In July 1995, he announced his resignation, which was regarded by the journalists of the Kommersant newspaper as the readiness of the federal authorities to sacrifice figures in anticipation of possible negotiations with the separatists of Dzhokhar Dudayev. However, he resigned later on October 23, 1995. After being removed from this post, at the end of 1995, he was then appointed as the first deputy head of the territorial administration of federal executive bodies in the Chechen Republic.

=== In Russia ===
In 1995, he was involved in the organization of the Southern Oil Company.

In March 1996, Khadzhiyev participated in a meeting of the VIP club of the Chamber of Commerce and Industry of the Russian Federation as chairman of the State Committee for Industrial Policy.

In 1996, Salambek Khadzhiev became a member of the board of directors of Ecotech Oil, a large trading company that supplies gasoline to the Moscow Region and regions of Central Russia, and then headed it.
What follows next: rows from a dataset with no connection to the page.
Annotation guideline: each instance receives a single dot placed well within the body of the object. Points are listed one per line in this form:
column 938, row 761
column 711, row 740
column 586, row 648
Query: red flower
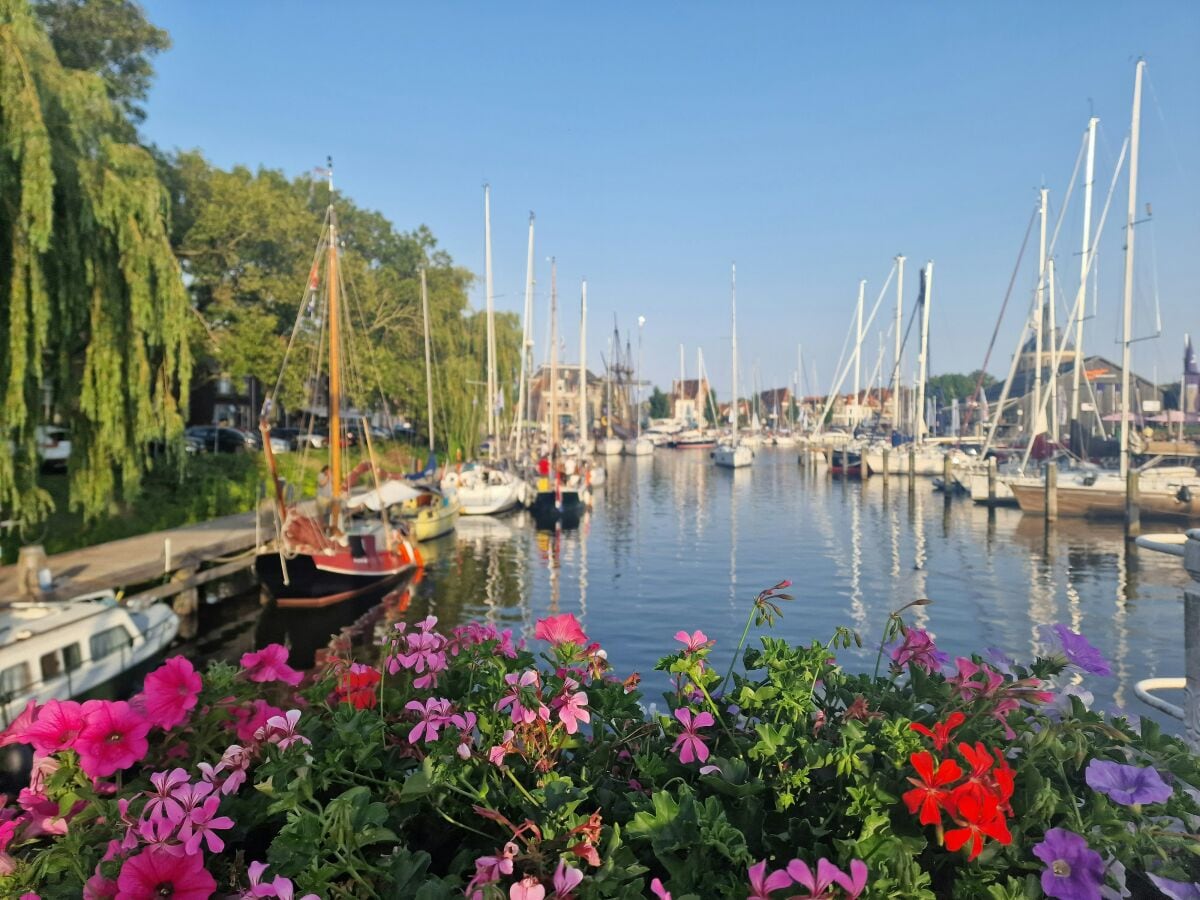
column 157, row 873
column 930, row 793
column 113, row 737
column 979, row 816
column 941, row 732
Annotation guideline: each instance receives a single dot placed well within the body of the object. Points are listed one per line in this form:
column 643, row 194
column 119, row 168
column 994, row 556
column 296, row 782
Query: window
column 71, row 657
column 15, row 679
column 109, row 641
column 52, row 666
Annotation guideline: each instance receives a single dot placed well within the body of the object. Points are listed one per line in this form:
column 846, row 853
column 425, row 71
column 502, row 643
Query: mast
column 895, row 370
column 429, row 358
column 583, row 369
column 335, row 361
column 1089, row 178
column 927, row 291
column 526, row 395
column 733, row 343
column 1134, row 132
column 491, row 318
column 553, row 355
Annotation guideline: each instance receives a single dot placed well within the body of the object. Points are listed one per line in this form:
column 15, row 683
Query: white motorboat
column 61, row 649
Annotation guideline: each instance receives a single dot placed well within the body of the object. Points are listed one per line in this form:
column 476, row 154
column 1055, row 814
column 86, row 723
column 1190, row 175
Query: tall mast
column 335, row 360
column 1039, row 317
column 553, row 354
column 429, row 357
column 1089, row 178
column 1134, row 132
column 491, row 317
column 923, row 361
column 526, row 395
column 733, row 343
column 583, row 369
column 895, row 370
column 858, row 343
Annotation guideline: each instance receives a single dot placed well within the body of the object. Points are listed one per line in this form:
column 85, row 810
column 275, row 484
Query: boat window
column 109, row 641
column 15, row 679
column 52, row 666
column 72, row 657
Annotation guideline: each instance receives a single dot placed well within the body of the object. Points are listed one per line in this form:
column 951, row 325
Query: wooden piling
column 1133, row 508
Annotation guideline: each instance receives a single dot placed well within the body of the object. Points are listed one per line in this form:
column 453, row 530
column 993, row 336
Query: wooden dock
column 144, row 558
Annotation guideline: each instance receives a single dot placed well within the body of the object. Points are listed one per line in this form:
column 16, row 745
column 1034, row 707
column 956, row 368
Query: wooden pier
column 177, row 552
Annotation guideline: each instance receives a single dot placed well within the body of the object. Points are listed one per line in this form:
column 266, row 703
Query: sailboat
column 330, row 550
column 639, row 445
column 1164, row 492
column 732, row 454
column 483, row 489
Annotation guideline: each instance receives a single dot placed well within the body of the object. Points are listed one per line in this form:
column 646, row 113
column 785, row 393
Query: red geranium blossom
column 155, row 873
column 113, row 737
column 930, row 793
column 171, row 693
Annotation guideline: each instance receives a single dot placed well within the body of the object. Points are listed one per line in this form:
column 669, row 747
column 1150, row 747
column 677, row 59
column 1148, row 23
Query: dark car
column 220, row 439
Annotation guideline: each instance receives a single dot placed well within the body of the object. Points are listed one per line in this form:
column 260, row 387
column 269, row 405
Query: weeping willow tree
column 94, row 317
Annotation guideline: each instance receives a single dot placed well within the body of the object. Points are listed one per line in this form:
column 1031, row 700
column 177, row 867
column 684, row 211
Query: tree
column 91, row 301
column 111, row 39
column 660, row 405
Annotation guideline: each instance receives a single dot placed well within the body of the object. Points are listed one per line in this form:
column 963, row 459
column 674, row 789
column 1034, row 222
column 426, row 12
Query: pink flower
column 154, row 873
column 689, row 744
column 761, row 885
column 113, row 737
column 561, row 629
column 574, row 711
column 567, row 879
column 693, row 642
column 58, row 725
column 171, row 693
column 270, row 664
column 528, row 888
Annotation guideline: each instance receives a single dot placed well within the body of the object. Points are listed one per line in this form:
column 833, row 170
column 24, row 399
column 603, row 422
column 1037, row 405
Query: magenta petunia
column 270, row 664
column 171, row 693
column 58, row 725
column 113, row 737
column 155, row 873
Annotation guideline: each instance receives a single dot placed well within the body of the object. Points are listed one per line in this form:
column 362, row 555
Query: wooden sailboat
column 325, row 552
column 732, row 454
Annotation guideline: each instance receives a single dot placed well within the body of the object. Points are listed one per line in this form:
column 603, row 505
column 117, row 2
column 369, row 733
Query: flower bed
column 465, row 763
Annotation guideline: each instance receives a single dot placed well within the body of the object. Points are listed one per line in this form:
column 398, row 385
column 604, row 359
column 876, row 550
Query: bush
column 465, row 763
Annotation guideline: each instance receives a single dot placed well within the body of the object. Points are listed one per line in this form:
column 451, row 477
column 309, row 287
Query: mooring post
column 1133, row 509
column 1192, row 641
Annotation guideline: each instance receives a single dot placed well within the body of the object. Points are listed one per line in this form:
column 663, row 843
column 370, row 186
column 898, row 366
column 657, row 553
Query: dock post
column 1133, row 509
column 1192, row 641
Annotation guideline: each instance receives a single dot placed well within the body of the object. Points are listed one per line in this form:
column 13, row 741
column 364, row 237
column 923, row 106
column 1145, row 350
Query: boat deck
column 136, row 561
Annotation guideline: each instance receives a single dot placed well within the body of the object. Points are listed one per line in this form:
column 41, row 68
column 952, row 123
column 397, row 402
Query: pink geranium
column 156, row 873
column 113, row 737
column 57, row 727
column 270, row 664
column 561, row 629
column 171, row 693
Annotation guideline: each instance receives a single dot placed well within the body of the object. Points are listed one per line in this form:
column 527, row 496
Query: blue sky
column 657, row 143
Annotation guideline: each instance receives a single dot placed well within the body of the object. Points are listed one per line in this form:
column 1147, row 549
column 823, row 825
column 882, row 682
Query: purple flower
column 1074, row 871
column 1127, row 784
column 1079, row 651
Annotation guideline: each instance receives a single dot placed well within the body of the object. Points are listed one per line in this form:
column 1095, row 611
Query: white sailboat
column 732, row 454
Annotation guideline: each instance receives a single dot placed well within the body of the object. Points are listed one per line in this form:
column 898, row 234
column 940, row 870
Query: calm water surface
column 675, row 543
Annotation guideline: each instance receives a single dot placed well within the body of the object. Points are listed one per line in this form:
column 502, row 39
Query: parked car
column 221, row 439
column 53, row 445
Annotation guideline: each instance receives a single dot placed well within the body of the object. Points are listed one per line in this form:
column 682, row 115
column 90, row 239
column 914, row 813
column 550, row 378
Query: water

He is also the owner of 80 percent of the shares of this company. In April 2002, he sold 50 gas stations owned by the company to Slavneft.

== Personal life and death ==
He was married to Svetlana Muslimovna Gairbekova and had 3 children: Leila, Aset and Bulat. He also has ten grandchildren. His sister, Tamara Khadzhieva, was the head of the Shali district branch of the United Russia party since its founding in 2002. In July 2004 she was killed by unknown perpetrators from gunshot wounds in her own house in Shali. Earlier in the same year, two close relatives of Salambek Khadzhiev, who were employees of the Shali District Department of Internal Affairs, were killed as well.

He died after a severe long illness in a clinic in Israel on March 2, 2018. He was buried in Chechnya, in his home city of Shali at a family cemetery.